## Exercise: Pandas & NumPy with Spotify Dataset
Use pandas and NumPy to analyze, filter, manipulate, and visualize data from the Spotify 2023 dataset.

### Task 1: Data exploration and cleaning
1. Load the dataset in pandas.
2. Check for missing values and handle them:
    - Replace missing values in the "key" column with "Unknown".
    - Fill missing values in "in_shazam_charts" with 0.
3. Filter the dataset:
    - Extract all tracks from 2023 that have been in Spotify Charts at least 50 times.
    - Save this subset as "popular_tracks_2023.csv".

In [1]:
#1
import pandas as pd
df = pd.read_csv("spotify-2023 (1).csv", encoding_errors="ignore")

In [2]:
#2.1
df["key"] = df["key"].fillna("Unknown")

In [3]:
#2.2
df["in_shazam_charts"] = df["in_shazam_charts"].fillna(0)

In [4]:
#3.1
df_2023 = df[(df["released_year"] == 2023) & (df["in_spotify_charts"] >= 50)]

In [5]:
#3.2
df_2023.to_csv("popular_tracks_2023.csv")
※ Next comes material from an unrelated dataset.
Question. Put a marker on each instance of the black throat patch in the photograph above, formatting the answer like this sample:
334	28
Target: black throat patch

### Task 2: Statistical analysis and aggregation
1. Calculate basic statistics:
    - Find the average BPM (tempo) by key.
    - Find the average energy level for songs with more than 100 million streams.
2. Sort the dataset:
    - Find the top 10 most streamed songs.
    - Find the 5 least danceable songs.
3. Group the dataset:
    - Count how many tracks belong to each mode (Major/Minor).

In [6]:
#1.1
df.groupby(["key"])["bpm"].mean().round()

key
A          128.0
A#         120.0
B          122.0
C#         122.0
D          124.0
D#         123.0
E          122.0
F          120.0
F#         125.0
G          122.0
G#         123.0
Unknown    120.0
Name: bpm, dtype: float64

In [7]:
print(df["streams"].dtype)

object


In [8]:
#1.2 Find the average energy level for songs with more than 100 million streams.
df["streams"] = pd.to_numeric(df["streams"], errors="coerce")
df_highstreams = df[df["streams"] > 100000000]
df_highstreams["energy_%"].mean().round()

np.float64(64.0)

In [9]:
#2.1 Find the top 10 most streamed songs
df.sort_values(by="streams", ascending=False).head(10)

Unnamed: 0,track_name,artist(s)_name,artist_count,released_year,released_month,released_day,in_spotify_playlists,in_spotify_charts,streams,in_apple_playlists,...,bpm,key,mode,danceability_%,valence_%,energy_%,acousticness_%,instrumentalness_%,liveness_%,speechiness_%
55,Blinding Lights,The Weeknd,1,2019,11,29,43899,69,3703895000.0,672,...,171,C#,Major,50,38,80,0,0,9,7
179,Shape of You,Ed Sheeran,1,2017,1,6,32181,10,3562544000.0,33,...,96,C#,Minor,83,93,65,58,0,9,8
86,Someone You Loved,Lewis Capaldi,1,2018,11,8,17836,53,2887242000.0,440,...,110,C#,Major,50,45,41,75,0,11,3
620,Dance Monkey,Tones and I,1,2019,5,10,24529,0,2864792000.0,533,...,98,F#,Minor,82,54,59,69,0,18,10
41,Sunflower - Spider-Man: Into the Spider-Verse,"Post Malone, Swae Lee",2,2018,10,9,24094,78,2808097000.0,372,...,90,D,Major,76,91,50,54,0,7,5
162,One Dance,"Drake, WizKid, Kyla",3,2016,4,4,43257,24,2713922000.0,433,...,104,C#,Major,77,36,63,1,0,36,5
84,STAY (with Justin Bieber),"Justin Bieber, The Kid Laroi",2,2021,7,9,17050,36,2665344000.0,492,...,170,C#,Major,59,48,76,4,0,10,5
140,Believer,Imagine Dragons,1,2017,1,31,18986,23,2594040000.0,250,...,125,A#,Minor,77,74,78,4,0,23,11
725,Closer,"The Chainsmokers, Halsey",2,2016,5,31,28032,0,2591224000.0,315,...,95,G#,Major,75,64,52,41,0,11,3
48,Starboy,"The Weeknd, Daft Punk",2,2016,9,21,29536,79,2565530000.0,281,...,186,G,Major,68,49,59,16,0,13,28


In [10]:
#2.2 Find the 5 least danceable songs.
df.sort_values(by="danceability_%", ascending=True).head(5)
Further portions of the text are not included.